Temperature detection and regulation is of vital importance to any homeothermic organism. In order to maintain temperature homeostasis it is necessary for the autonomic nervous system to monitor small fluctuations in core body temperature and initiate counter measures to prevent temperature fluctuations beyond a tightly controlled set point. Key brain centers concerned with temperature control are the preoptic area and anterior hypothalamus (PO/AH). These hypothalamic regions harbor neurons that not only detect changes in core body temperature, but are also believed to receive and integrate input from ascending somatosensory pathways carrying information from peripheral temperature sensors.

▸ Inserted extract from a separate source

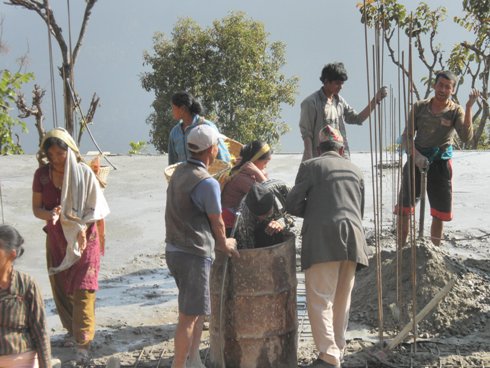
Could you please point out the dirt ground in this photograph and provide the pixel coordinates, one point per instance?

The molecular machinery underlying central temperature detection by hypothalamic neurons is currently unknown. However, molecules and mechanisms governing peripheral temperature sensation have been identified and characterized in vitro and in vivo. It has been found that sensory nerve fibers of dorsal root ganglia neurons detect temperature changes by direct activation of thermosensitive excitatory transient receptor potential (TRP) ion channels. TRP ion channels are able to detect a broad range of temperatures, and genetic deletion experiments have shown that they are necessary for mediating acute cellular and behavioral responses in laboratory mice challenged with hot or cold temperatures. However, the impact of TRP channel-mediated peripheral temperature information on central temperature regulation is largely unknown. We focus on determining the influence of peripheral temperature sensation on core body temperature by employing telemetric temperature probes in mouse lines deficient for thermosensitive TRP ion channels. Additionally, we are characterizing the thermal response properties generated by hypothalamic PO/AH neurons, with the goal of elucidating mechanisms underlying their temperature sensitivity.

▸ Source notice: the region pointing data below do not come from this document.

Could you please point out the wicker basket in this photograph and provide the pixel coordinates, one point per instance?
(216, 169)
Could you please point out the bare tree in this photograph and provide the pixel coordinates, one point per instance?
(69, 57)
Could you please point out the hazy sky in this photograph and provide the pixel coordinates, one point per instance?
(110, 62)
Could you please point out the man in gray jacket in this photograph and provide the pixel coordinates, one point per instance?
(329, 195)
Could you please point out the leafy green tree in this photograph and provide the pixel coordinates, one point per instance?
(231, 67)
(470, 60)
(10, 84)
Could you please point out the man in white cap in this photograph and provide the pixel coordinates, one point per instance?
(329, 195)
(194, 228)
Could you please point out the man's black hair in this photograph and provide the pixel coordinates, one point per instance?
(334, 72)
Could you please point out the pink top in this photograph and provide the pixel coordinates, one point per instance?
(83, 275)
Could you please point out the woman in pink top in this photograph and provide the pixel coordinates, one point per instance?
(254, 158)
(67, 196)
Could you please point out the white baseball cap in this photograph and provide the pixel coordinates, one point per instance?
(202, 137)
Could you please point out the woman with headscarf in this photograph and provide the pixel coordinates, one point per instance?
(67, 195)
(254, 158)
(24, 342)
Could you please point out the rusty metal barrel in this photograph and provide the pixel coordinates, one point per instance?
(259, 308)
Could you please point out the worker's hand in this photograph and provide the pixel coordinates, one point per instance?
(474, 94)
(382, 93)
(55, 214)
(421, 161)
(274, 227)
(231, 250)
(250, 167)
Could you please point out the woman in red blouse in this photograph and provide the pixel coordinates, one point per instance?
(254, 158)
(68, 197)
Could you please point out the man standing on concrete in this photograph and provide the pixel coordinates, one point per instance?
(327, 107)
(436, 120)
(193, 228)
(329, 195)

Together, the objectives of this research proposal are of high clinical significance as temperature regulation is a critical homeostatic property, and hypo- or hyperthermia are pathological manifestations that are central to a number of disease states, such as systemic infection and inflammation. Moreover, under certain pathological conditions, such as stroke, it would be desirable to reduce core body temperature in a pharmacologically controlled manner, thereby preventing excess brain damage. Identifying and characterizing mechanisms involved in core body temperature detection and regulation may therefore point to novel intervention strategies.